La succession en France est de 1 million d’euros, le défunt possédait aussi un bien immobilier à l’étranger d’une valeur de 1 million d’euros. La convention fiscale entre la France et l’autre pays établie que sera appliquée la méthode d’exonération. Le bien immobilier sera donc taxé dans le pays où il se trouve, et en France sera taxé le reste de la succession, soit 1 million d’euros. Par contre, pour déterminer le taux applicable, c’est l’ensemble du patrimoine du défunt qui sera retenu. En d’autres termes, le taux maximal qui correspond à une succession de 2 millions d’euros sera appliqué sur 1 million.

La méthode d’imputation

La méthode d’imputation est plus simple, la France va taxer le patrimoine mondial du défunt, et les droits éventuellement acquittés dans le pays où se trouve le bien viendront s’imputer des droits dus en France.

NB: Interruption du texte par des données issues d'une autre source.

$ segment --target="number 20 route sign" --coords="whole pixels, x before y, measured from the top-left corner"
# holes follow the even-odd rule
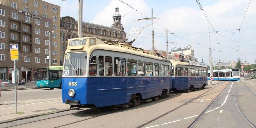
[[[18,44],[10,45],[11,52],[11,60],[13,61],[18,60],[19,60],[19,47]]]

Exemple de pays appliquant la méthode d’imputation : Allemagne, Italie, Royaume-Uni.

Sort du bien en l’absence de convention internationale

Dans ce cas, la France impose les biens mondiaux du défunt, si des droits ont été acquittés dans le pays où se trouve le bien ils peuvent être déduits dans la limite des droits acquittés en France.

En conclusion

Nous avons présenté les règles actuellement en vigueur. Elles sont cependant à nuancer au cas par cas, en fonction de la convention internationale liant la France avec le pays où se trouve bien. La méthode d’exonération, malgré l’application de la règle du taux effectif, reste la plus avantageuse. Dans certaines situations, il peut être largement plus avantageux de préparer sa succession en vendant le bien pour pratiquer une nouvelle allocation des sommes ainsi dégagées.